If coroutines is still using threads to run code in parallel why it is considered light weight?
In my understanding kotlin's suspend functions is transformed by compiler into state machine where each branch can be run on the same or different thread defined by developer. Coroutine builder, e,g, launch{}, responsible for that and CoroutineContext is what defines a thread to run on.
Parallelism achieved by sending block of code to the thread pool which leverage the same threads
There was a benchmark on 100k coroutines and 100k threads where coroutines pass without issue and threads throw exception (likely OutOfMemory). It brings me to idea I am missing something here.
Could you help me to understand what is missed here what makes coroutines run code block 100k in parallel without exceeding memory limits like threads do?
Pointing from the article
Every Thread has its own stack, typically 1MB. 64k is the least amount of stack space allowed per thread in the JVM while a simple coroutine in Kotlin occupies only a few dozen bytes of heap memory.
The Coroutine Dispatcher has a limit that only a certain amount of threads can be created.
Such as Dispatchers.IO has limit of 64 threads, Dispatchers.Default has limit of number of cores on your processor (2, 4, 6, 8, etc.) Dispatchers.Unconfined cannot create new thread it runs on threads previously created by other dispatchers, here's proof: 500 operations having 10ms of sleep takes approx 5s (single-thread because it can't spawn a new) try it yourself.

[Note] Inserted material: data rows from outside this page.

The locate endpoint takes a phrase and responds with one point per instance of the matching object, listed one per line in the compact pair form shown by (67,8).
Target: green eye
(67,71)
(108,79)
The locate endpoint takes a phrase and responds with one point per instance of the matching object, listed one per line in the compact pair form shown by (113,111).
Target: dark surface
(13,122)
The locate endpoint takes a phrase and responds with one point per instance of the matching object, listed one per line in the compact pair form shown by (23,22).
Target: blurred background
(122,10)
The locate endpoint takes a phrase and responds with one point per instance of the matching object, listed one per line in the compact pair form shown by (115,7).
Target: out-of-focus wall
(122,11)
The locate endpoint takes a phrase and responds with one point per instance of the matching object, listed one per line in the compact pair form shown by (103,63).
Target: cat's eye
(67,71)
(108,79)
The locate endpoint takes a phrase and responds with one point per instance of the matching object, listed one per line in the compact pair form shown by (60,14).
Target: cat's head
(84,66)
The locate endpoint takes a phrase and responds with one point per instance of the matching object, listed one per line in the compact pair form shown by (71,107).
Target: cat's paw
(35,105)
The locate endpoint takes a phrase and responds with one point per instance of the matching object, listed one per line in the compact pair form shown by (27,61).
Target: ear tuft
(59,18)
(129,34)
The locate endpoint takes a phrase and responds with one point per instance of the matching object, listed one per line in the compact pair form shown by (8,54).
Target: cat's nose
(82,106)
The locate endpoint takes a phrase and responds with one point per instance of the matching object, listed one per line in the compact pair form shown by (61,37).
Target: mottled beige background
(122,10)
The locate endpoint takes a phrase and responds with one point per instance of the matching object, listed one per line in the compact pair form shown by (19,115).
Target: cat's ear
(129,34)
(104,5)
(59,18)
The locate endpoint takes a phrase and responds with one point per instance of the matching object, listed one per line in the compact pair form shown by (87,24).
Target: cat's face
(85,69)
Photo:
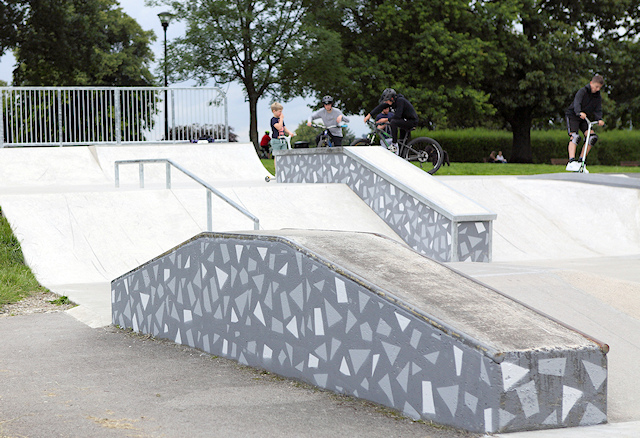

Coroutines stick to a thread, and as soon as suspension point is reached, it leaves the Thread and frees it up letting it to pick up another coroutine if it is waiting. This way with less threads and less memory usage, that much concurrent work can be done.
The coroutines are managed to be suspended and resumed by a callback like object Continuation which is added as the last parameter to the function marked with suspend keyword at the time of compilation which lives in heap as other objects do and is responsible for the resume of coroutine, so Thousands of MBs space is not required in RAM to keep all the Threads alive. A typical 60-70 threads are created at max using CommonPool and are reused (if new coroutine is created it waits till another finishes).
The main saving comes from the fact that a single thread can run any number of coroutines, by way of cooperative multitasking. When you launch 100,000 coroutines, they run on as many threads as there are CPU cores, but when you start 100,000 threads, the JVM creates that many native threads. Note that the level of parallelism is equal in both cases, and limited to the number of CPU cores.
The only thing that changes is scheduling: in the classical case, the OS suspends and resumes threads, assigning them to CPU cores. With coroutines, the coroutines suspend themselves (this is their cooperative aspect) and the Dispatcher resumes them later on, running other coroutines in the meantime.
Lightweight: You can run many coroutines on a single thread due to support for suspension, which doesn't block the thread where the coroutine is running. Suspending saves memory over blocking while supporting many concurrent operations.
Fewer memory leaks: Use structured concurrency to run operations within a scope.
Related
According to Wikipedia, coroutines are based on cooperative multitasking, which makes them less resource-hungry than threads. No context switch, no blocking, no expensive system calls, no critical sections and so on.
In other words, all those coroutine benefits seem to come from disallowing multithreading in the first place. This makes coroutines single-threaded by nature: concurrency is achieved, but no true parallelism.
Is it true? Is it possible to implement coroutines by using multiple threads instead?
Coroutines allow multitasking without multithreading, but they don't disallow multithreading.
In languages that support both, a coroutine that is put to sleep can be re-awakened in a different thread.
The usual arrangement for CPU-bound tasks is to have a thread pool with about twice as many threads as you have CPU cores. This thread pool is then used to execute maybe thousands of coroutines simultaneously. The threads share a queue of coroutines ready to execute, and whenever a thread's current coroutine blocks, it just gets another one to work on from the queue.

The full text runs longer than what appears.